I'm always glad to note the difference
Between Eugene and me, it's true.
So that the mocking, sneering reader,
Or maybe some publisher, or repeater
Of intricate slanders about my ways,
Comparing here my various traits,
Should not repeat again profanely
That I have sullied my portrait quite,
As Byron did, that poet of pride.
As if we found it impossible plainly
To write a poem about someone else,
But only one about oneself.
LVII
I notice, by the way, all poets
Are also friends of dreaming love.
And charming subjects, I let you know it,
Appeared in dreams, my soul to move.
Their secret images I preserved then.
And later on my Muse revived them,
So I, light-hearted, in verse reveal
The maid of the mountains, my ideal,
And a prisoner-girl by Salgir a-lying...
And now, my reader friends not few,
I often hear a query from you:
"For whom, then, is your lyre still sighing?
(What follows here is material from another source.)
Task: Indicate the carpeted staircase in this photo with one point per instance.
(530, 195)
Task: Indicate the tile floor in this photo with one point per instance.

To whom among maidens jealous, vain,
Did you devote your lyre's refrain?
LVIII
Whose glance, arousing inspiration.
With tender caresses did reward
Your pensive song, and your narration,
And whom did you deify, whom adored?
Ah, friends, nobody, by God Almighty!
The mad alarms of love, told rightly,
I experienced cheerless and unkind.
And blessed is he, who with love combined
The fever of rhyme. He thus then doubled
The sacred delirium of poetry.
In Petrarch's loving tracks marched he.
And soothed his heart, by torments troubled,
And captured glory, not slow to come -
But loving, I was dim and dumb.
LIX
When love had passed, appeared the Muse then,
And lit my mind, in gloom profound,
And free again I seek a union
Of feelings, thoughts, and magic sound.
1 write, my heart no longer gnawing,
The pen, forgetting, no longer drawing
Hear verses lying unfinished, instead
A feminine foot, a profile head.
No longer will blaze the fading ashes;
I still feel sad, but tears don't form.
And soon, and soon, the tracks of storm
Within my soul will all grow placid.
And then I'll start to write, to strive
For a poem of cantos, say, twenty-five.
LX
The plan I've started to unravel.
The hero's name is decided on.
Meanwhile, concerning my new novel,
The opening chapter now is done.
A looking-over it's had, a strict one:
Though there is many a contradiction,
I have no wish to put that right.
To the censor I will pay my debt,
To journalists, for their mastication.
The fruits of all my toil I give.
Go, then, to Neva's shores and live.
My latest newly-born creation,
And earn me fame and glory's fee:
False rumours, fuss, and curses free!